Microplastic pollution ‘number one threat’ to humankind

Microplastic pollution may be having a profound impact on people’s hormones, affecting blood pressure, fertility, immune systems and causing multiple diseases including cancer.

The public has become more aware of the damage caused when plastic is dumped in the world’s oceans, especially when it breaks down into microplastic particles, and a new report called ‘The Global Plastic Calamity’, commissioned by sustainable water company Bluewater, highlights how these microplastics release thousands of hormone-disrupting chemicals.

There are more than 85,000 manufactured chemicals, of which thousands are Endocrine Disrupting Chemicals (EDCs) and phthalates found in plastics and other consumer products which end up in the sea.

Dr. Ivone Mirpuri, a leading hormone specialist, says that through her research and observations, chemicals in plastic have triggered rising levels of abnormal development and illnesses over the past five decades, ranging from stunted fertility and male/female sex malformations to obesity, diabetes, cancer, heart attacks and cognitive, behavioural and other brain-related problems such as Attention Deficit Hyperactivity (ADH).

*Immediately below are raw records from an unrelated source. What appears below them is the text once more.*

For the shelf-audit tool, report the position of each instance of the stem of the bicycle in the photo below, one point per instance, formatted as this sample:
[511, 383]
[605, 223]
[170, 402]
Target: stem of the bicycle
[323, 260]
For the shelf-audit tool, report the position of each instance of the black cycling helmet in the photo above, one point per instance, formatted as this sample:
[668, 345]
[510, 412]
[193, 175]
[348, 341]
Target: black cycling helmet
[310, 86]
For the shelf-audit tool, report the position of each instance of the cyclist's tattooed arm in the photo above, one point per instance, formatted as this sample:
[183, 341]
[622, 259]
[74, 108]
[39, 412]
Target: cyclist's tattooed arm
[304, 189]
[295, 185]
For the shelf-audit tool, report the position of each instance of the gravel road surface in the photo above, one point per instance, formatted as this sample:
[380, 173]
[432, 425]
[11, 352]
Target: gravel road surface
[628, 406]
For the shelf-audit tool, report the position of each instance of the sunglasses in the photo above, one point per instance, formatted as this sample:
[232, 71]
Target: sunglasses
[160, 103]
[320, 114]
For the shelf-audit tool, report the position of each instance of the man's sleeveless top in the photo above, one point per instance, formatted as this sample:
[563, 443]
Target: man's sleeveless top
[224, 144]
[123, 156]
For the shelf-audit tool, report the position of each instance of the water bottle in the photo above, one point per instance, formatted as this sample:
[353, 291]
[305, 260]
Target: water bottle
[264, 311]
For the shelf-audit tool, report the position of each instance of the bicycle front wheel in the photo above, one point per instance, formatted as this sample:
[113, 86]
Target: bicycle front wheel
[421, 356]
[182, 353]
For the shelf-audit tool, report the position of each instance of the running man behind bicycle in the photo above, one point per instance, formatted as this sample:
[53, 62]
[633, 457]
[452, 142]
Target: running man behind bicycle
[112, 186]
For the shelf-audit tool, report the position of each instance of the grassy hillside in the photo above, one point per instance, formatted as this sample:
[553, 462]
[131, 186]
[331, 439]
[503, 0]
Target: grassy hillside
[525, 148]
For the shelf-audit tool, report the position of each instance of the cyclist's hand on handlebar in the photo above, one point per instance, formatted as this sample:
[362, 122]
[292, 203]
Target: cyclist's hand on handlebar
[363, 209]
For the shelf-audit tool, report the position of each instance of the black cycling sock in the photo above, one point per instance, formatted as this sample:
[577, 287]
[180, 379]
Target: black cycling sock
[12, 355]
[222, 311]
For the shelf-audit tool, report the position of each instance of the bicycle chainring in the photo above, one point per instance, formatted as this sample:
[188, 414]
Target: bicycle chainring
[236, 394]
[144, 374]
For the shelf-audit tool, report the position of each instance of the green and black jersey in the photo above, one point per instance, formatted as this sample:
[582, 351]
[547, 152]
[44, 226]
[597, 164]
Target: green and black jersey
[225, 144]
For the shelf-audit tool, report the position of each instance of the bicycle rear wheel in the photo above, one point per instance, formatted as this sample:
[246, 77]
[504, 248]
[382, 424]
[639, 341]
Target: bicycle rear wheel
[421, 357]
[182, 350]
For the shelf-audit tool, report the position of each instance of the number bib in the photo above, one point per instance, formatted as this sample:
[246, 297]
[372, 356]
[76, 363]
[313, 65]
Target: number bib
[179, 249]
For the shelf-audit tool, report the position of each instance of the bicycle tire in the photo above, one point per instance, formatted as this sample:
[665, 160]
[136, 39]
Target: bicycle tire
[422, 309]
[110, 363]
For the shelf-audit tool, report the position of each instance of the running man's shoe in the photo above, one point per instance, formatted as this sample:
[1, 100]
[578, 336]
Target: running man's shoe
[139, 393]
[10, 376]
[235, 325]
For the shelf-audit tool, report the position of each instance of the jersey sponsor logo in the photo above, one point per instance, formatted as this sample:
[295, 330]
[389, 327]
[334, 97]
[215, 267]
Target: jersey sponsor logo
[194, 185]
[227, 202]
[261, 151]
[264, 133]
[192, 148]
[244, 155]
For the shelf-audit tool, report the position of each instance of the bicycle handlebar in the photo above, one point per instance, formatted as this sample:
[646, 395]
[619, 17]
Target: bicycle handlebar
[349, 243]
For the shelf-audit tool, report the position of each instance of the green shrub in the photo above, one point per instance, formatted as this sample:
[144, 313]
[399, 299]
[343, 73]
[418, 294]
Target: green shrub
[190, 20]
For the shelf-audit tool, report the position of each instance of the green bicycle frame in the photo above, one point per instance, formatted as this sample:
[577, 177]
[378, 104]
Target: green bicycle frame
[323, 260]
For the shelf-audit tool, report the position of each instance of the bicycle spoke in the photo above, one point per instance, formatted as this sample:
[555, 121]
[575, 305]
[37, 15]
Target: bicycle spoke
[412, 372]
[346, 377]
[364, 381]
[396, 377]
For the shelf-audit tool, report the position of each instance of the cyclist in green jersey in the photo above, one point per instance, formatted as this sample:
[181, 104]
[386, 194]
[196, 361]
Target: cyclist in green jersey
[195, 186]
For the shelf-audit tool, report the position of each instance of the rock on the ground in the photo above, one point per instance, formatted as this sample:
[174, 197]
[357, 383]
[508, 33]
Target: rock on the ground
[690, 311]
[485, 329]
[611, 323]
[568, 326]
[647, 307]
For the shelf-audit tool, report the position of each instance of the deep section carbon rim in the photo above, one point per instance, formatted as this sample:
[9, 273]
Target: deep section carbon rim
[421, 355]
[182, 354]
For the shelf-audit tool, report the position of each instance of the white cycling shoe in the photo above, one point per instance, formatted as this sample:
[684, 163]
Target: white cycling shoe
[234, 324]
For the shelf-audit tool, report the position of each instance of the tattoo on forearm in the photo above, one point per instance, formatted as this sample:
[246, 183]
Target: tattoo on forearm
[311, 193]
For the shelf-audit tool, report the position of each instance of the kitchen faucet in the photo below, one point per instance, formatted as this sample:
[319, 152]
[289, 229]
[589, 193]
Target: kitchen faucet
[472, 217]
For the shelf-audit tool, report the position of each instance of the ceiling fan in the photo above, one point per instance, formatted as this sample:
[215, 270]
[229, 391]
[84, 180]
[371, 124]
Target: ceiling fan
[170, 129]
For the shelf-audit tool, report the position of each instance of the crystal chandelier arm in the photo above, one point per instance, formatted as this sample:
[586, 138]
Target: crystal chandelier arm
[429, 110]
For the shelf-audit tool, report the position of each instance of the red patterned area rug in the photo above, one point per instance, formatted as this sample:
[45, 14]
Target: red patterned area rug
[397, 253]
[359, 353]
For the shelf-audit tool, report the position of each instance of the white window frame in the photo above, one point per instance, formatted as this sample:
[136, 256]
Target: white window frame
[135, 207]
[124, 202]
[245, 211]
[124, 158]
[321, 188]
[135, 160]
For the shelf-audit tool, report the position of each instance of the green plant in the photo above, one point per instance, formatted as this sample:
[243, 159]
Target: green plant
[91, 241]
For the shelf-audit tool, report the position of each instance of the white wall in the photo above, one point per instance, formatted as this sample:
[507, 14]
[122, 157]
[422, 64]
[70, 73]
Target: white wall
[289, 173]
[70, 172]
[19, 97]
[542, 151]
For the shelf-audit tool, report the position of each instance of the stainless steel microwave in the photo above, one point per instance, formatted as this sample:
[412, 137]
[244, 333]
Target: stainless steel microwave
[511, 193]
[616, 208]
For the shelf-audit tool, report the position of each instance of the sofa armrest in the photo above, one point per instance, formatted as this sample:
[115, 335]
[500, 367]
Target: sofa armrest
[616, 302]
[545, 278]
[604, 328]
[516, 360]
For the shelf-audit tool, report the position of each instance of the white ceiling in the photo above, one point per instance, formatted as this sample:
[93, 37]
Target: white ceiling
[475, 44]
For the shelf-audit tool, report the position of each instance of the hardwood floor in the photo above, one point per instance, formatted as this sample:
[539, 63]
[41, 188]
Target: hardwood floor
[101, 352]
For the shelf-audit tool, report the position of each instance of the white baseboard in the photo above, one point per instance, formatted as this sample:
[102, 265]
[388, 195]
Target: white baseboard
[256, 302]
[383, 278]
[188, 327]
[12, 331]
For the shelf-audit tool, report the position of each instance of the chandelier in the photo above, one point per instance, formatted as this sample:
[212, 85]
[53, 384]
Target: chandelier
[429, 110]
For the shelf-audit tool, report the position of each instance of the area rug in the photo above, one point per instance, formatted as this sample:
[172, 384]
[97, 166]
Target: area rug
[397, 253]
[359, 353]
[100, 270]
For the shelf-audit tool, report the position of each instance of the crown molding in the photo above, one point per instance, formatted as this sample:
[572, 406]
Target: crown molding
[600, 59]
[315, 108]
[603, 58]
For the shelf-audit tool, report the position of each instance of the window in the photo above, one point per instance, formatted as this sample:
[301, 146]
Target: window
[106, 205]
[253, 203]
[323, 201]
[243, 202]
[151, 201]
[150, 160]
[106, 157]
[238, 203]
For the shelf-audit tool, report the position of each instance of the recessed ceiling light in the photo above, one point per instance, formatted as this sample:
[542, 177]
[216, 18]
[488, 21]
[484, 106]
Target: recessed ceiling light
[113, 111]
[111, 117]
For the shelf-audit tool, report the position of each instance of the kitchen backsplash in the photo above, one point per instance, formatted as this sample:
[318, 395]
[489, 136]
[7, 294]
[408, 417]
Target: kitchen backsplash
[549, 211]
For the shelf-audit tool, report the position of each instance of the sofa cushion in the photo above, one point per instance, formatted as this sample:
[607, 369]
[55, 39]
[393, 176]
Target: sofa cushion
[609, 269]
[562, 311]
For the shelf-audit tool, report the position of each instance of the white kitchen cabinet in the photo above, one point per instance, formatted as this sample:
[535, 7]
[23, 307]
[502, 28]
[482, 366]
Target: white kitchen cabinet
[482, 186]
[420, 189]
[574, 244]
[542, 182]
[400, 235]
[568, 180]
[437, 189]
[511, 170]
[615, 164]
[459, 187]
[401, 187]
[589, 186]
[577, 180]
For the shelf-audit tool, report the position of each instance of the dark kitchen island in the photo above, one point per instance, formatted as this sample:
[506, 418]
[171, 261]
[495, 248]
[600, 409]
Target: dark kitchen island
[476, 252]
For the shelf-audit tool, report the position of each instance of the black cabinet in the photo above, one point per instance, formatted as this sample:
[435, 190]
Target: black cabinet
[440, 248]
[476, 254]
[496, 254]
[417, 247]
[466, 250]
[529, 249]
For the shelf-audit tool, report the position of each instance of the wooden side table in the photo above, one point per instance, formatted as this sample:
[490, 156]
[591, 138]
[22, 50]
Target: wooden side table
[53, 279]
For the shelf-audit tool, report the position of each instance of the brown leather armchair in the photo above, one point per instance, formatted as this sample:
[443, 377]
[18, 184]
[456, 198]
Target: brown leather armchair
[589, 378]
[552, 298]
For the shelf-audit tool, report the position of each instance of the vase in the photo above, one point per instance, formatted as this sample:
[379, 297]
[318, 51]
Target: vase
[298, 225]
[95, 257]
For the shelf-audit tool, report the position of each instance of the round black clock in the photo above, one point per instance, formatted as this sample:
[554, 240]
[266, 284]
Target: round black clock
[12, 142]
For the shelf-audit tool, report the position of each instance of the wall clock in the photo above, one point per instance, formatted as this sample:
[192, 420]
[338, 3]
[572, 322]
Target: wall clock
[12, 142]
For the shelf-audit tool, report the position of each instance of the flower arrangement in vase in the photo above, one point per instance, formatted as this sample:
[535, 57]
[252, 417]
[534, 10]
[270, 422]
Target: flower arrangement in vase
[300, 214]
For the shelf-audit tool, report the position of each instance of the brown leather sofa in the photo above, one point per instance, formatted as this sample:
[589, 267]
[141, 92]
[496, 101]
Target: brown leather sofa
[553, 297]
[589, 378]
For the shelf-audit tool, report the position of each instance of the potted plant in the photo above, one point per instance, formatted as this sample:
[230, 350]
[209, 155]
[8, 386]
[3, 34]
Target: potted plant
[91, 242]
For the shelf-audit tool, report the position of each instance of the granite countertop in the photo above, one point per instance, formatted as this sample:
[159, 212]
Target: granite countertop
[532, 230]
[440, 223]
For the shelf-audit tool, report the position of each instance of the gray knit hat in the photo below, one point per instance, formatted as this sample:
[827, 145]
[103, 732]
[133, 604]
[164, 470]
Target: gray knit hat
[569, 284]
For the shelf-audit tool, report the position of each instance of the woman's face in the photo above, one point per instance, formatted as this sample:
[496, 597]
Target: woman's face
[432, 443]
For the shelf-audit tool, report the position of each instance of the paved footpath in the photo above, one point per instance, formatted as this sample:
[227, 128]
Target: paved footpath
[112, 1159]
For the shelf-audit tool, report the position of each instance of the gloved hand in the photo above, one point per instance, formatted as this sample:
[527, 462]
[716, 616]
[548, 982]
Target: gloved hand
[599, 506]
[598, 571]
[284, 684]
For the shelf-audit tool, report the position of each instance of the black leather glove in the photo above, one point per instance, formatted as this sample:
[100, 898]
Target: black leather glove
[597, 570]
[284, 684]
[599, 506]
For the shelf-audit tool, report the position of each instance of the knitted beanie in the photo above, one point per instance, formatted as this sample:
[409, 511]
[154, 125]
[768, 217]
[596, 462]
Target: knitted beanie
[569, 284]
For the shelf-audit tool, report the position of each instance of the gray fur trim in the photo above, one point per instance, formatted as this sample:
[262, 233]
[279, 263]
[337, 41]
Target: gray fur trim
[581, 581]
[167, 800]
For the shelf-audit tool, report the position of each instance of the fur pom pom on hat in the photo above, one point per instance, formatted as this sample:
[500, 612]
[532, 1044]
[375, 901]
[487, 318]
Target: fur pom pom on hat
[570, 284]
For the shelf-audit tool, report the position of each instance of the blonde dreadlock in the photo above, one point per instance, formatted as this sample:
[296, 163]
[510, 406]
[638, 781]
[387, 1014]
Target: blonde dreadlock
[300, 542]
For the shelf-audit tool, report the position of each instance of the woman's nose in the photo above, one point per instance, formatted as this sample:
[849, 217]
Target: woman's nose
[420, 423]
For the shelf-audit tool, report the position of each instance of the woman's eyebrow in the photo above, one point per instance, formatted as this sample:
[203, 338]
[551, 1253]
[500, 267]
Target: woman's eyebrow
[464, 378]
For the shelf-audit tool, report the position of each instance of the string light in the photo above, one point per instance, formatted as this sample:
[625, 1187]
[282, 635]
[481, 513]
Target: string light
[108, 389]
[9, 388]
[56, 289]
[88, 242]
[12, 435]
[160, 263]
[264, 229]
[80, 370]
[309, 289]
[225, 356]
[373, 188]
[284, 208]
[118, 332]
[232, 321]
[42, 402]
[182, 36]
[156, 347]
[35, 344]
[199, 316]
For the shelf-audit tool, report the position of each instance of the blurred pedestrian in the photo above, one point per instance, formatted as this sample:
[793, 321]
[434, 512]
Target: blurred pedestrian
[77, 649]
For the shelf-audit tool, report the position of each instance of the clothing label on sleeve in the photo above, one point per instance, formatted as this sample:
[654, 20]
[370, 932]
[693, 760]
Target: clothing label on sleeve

‘There is now solid scientific evidence that so-called endocrine disrupting chemicals, or EDC’s, now commonplace in the natural environment as a result of plastic pollution, are blocking the natural function of hormones,’ she said.

Dr. Mirpuri described EDC’s as the ‘No1 threat’ to humankind and she believes that humankind could be wiped out within 200 years unless urgent action is taken to reduce plastic pollution.

Earlier this month it was revealed that microplastics have been found in the guts of every marine mammal washed up on Britain’s shores.

Researchers from the University of Exeter and Plymouth Marine Laboratory (PML) examined 50 animals from 10 species of dolphins, seals and whales, and found microplastics (less than 5mm) in them all.

Most of the particles (84%) were synthetic, with a report by the Instutition of Mechanical Engineers published last year revealing that 35% of microplastics released into the world’s oceans come from synthetic textiles.